If anyone could tell me a bit more about Timex Dynabeats it would be much appreciated.

Thank you for looking.


----------



## watchnutz (Jan 18, 2008)

The Dynabeat is different from the earlier Timex electrics and electronics in that it has a high frequency balance. it operates at 28,800 beats per hour as opposed to 21,600 for the other electrics. It also has a very distictive sound when held to the ear.

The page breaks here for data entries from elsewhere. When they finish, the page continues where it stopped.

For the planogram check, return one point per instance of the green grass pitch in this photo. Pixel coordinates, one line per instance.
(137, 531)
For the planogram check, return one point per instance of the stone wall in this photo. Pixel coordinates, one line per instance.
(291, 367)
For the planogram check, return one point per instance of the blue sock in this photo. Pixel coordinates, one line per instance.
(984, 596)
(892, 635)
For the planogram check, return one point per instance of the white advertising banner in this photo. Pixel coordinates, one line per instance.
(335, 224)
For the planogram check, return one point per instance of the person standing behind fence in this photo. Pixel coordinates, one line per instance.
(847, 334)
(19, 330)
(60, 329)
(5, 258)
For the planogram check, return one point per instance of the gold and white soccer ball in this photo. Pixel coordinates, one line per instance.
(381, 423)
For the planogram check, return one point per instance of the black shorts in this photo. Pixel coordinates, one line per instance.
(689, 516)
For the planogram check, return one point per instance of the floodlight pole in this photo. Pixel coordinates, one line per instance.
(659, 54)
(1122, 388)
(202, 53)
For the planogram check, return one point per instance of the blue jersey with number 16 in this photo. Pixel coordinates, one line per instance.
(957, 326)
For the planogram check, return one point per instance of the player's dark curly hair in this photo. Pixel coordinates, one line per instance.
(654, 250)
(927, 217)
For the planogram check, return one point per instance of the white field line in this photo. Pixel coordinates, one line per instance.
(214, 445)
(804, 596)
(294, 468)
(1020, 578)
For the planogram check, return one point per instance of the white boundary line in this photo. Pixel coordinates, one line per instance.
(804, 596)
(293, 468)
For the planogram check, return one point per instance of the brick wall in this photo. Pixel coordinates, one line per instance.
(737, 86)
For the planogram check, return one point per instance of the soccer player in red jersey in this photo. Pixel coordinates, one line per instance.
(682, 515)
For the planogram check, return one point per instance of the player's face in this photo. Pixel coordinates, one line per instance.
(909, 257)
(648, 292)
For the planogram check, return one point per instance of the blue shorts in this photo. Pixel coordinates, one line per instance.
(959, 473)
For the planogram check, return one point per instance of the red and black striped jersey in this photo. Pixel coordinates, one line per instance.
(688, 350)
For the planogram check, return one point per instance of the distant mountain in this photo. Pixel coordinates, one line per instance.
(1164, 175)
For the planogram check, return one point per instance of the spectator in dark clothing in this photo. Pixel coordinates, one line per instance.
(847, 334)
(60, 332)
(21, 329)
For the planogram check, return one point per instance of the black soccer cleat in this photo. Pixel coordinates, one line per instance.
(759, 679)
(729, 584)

The back can normally be pressed back with the fingers and doesn't require a mechanical press. There should be two lifting points to pop it open with a knife, one at 6 oclock and one at about 11 oclock .The easiest is usually the one at 11 oclock.


----------



## balla (Jul 31, 2008)

watchnutz said:


> The Dynabeat is different from the earlier Timex electrics and electronics in that it has a high frequency balance. it operates at 28,800 beats per hour as opposed to 21,600 for the other electrics. It also has a very distictive sound when held to the ear.
> 
> The back can normally be pressed back with the fingers and doesn't require a mechanical press. There should be two lifting points to pop it open with a knife, one at 6 oclock and one at about 11 oclock .The easiest is usually the one at 11 oclock.


Thank you watchnutz,

The watch does indeed sound very distinctive nothing like my 28,800 bph eta powered Rado. I can see the lifting points on the case back but the back is very tight and I did not want to force the issue as I don't know what is behind the case back and I did not want to slip and damage anything. One thing I have noticed is that considering the watch is 28,800 bph the second hand seems quite choppy. Is this normal ? the tick of the watch is not as smooth as some of my slower beat movements.


----------